O que aconteceu com os católicos no dia da eleição e o quanto isso importa? Russell Shaw, um experiente jornalista e autor do livro recente Catholics in America: Religious Identity and Cultural Assimilation from John Carroll to Flannery O’Connor (em português, algo como Católicos na América: Identidade religiosa e assimilação cultural de John Carroll a Flannery O'Connor), compartilha algumas ideias conosco em uma entrevista.

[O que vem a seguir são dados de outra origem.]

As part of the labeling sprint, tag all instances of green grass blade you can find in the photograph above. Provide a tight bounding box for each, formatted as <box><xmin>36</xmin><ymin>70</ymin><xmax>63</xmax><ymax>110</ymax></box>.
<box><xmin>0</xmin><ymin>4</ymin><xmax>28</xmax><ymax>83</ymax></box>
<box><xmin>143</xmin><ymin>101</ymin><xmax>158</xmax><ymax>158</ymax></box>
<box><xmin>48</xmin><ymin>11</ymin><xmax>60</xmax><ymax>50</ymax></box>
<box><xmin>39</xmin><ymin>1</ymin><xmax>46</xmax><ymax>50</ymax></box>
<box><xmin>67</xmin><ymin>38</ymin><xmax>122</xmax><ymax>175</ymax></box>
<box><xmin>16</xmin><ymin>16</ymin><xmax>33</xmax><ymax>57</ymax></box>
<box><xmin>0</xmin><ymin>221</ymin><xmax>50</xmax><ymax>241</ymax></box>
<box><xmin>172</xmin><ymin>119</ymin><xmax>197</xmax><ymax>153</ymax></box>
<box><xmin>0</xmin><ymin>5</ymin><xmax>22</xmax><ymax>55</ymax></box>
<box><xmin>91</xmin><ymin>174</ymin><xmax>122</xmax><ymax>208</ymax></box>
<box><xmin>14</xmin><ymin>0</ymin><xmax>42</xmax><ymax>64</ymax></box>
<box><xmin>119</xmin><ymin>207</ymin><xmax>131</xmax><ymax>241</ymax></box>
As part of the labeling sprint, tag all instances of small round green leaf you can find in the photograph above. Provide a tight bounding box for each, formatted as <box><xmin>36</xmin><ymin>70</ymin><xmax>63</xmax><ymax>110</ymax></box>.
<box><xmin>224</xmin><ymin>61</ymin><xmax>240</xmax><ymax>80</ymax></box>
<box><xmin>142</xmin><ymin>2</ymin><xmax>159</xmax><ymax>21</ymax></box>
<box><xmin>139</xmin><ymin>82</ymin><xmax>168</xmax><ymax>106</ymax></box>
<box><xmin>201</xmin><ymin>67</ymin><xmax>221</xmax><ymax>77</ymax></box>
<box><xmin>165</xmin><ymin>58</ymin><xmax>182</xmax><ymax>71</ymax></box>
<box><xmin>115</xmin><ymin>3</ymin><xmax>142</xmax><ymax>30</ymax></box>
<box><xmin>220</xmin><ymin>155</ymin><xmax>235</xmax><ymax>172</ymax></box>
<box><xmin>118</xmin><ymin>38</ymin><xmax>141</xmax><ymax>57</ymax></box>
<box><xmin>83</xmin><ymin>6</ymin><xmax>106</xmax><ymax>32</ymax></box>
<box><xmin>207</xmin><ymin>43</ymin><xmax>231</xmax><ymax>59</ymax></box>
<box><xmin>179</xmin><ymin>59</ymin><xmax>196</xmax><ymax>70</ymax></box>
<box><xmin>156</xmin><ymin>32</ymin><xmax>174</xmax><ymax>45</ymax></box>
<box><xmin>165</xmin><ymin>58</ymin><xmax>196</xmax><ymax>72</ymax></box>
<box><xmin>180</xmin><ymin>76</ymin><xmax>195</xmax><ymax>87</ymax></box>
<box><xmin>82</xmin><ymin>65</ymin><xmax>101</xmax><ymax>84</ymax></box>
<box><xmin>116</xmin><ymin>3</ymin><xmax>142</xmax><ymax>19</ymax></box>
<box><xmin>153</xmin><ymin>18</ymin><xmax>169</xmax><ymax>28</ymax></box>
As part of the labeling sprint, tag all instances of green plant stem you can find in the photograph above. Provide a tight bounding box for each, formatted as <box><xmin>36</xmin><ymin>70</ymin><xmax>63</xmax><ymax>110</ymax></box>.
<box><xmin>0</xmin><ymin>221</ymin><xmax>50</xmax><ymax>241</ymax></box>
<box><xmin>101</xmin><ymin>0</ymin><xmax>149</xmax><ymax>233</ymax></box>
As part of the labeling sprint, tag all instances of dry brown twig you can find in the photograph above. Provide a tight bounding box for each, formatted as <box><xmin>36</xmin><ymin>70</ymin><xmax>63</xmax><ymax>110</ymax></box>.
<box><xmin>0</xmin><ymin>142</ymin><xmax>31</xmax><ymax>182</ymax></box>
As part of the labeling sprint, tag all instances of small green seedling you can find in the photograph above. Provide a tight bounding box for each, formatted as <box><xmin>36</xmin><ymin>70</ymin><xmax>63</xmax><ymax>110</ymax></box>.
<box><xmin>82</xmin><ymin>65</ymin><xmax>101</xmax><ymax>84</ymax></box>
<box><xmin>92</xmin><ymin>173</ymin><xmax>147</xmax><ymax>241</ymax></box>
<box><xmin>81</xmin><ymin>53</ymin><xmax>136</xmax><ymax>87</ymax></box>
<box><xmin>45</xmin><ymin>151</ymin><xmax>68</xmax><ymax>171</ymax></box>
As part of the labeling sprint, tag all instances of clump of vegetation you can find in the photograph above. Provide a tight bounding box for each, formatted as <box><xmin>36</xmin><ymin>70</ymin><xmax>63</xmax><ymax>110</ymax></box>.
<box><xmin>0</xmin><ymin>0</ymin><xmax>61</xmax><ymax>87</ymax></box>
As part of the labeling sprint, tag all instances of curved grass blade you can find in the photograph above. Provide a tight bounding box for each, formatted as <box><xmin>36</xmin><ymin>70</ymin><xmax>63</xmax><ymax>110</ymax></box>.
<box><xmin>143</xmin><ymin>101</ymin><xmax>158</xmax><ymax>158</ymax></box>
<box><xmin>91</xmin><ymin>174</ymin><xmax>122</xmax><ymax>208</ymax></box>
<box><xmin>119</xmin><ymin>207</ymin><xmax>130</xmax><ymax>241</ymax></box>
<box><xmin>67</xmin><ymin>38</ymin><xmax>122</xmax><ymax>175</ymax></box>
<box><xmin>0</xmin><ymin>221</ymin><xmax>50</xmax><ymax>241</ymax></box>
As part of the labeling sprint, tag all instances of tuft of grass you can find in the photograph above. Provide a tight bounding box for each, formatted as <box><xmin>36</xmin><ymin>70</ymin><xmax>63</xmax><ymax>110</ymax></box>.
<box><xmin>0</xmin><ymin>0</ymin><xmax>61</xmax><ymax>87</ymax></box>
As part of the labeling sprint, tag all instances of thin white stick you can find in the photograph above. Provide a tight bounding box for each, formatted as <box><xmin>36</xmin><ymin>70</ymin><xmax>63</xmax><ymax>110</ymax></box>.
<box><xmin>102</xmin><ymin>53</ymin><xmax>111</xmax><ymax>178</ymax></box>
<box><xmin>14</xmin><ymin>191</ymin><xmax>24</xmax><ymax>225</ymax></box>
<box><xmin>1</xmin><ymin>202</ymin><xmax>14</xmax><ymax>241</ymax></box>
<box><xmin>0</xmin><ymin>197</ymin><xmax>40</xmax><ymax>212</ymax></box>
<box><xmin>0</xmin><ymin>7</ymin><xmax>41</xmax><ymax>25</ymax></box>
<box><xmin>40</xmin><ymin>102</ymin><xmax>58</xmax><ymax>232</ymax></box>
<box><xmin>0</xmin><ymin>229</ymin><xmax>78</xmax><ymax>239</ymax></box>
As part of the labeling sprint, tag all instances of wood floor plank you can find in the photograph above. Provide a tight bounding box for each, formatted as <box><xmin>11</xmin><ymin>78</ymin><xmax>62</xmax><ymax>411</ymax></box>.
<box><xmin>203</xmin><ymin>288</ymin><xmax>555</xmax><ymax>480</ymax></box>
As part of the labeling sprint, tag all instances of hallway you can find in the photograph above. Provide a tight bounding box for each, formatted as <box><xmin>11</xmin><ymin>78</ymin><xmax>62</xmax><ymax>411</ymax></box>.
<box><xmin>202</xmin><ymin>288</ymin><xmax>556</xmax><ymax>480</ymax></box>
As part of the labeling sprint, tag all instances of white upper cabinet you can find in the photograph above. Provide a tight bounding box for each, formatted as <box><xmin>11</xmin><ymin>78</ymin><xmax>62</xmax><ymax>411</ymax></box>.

A entrevista é de Kathryn Jean Lopez

Eis a entrevista.

Em seu livro Catholics in America, você escreve que "Estamos nos aproximando do ponto em que a cultura norte-americana de que os católicos por muito tempo tanto quiseram ser parte replica a cultura descrita em uma vívida passagem da carta de São Paulo aos Efésios". Você cita a tradução de Ronald Knox: "Entenebrecidos no entendimento, separados da vida de Deus pela ignorância que há neles, pela dureza do seu coração; os quais, havendo perdido todo o sentimento, se entregaram à dissolução, para com avidez cometerem toda a impureza" (Ef 4: 18-20). Este ciclo eleitoral se pareceu com isso para você? Existe o perigo de que os católicos e outros crentes aprendam a lição errada com a vitória de Trump?

Houve muita dureza de coração e ignorância nesta eleição. Sobre dissolução eu não sei, exceto que foi um assunto frequentemente discutido. Quanto às lições erradas a partir da vitória de Trump, para mim a retidão é a principal - ou uma das principais. Eu vi um site que considerou os eleitores Trump "fervorosos" e eu suspeito que essa é uma visão comum em alguns círculos. O que implica que os eleitores de Hillary  Clinton não tinham fé. Mas muitas pessoas com fé votaram em Hillary na crença sincera de que, mesmo tendo falhas, ela era menos falha do que Trump. Se alguma vez houve uma avaliação prudente, foi na escolha de um dos dois.

E o desejo de pertencimento à cultura? Será que foi alcançado? Para o bem? Para o mal?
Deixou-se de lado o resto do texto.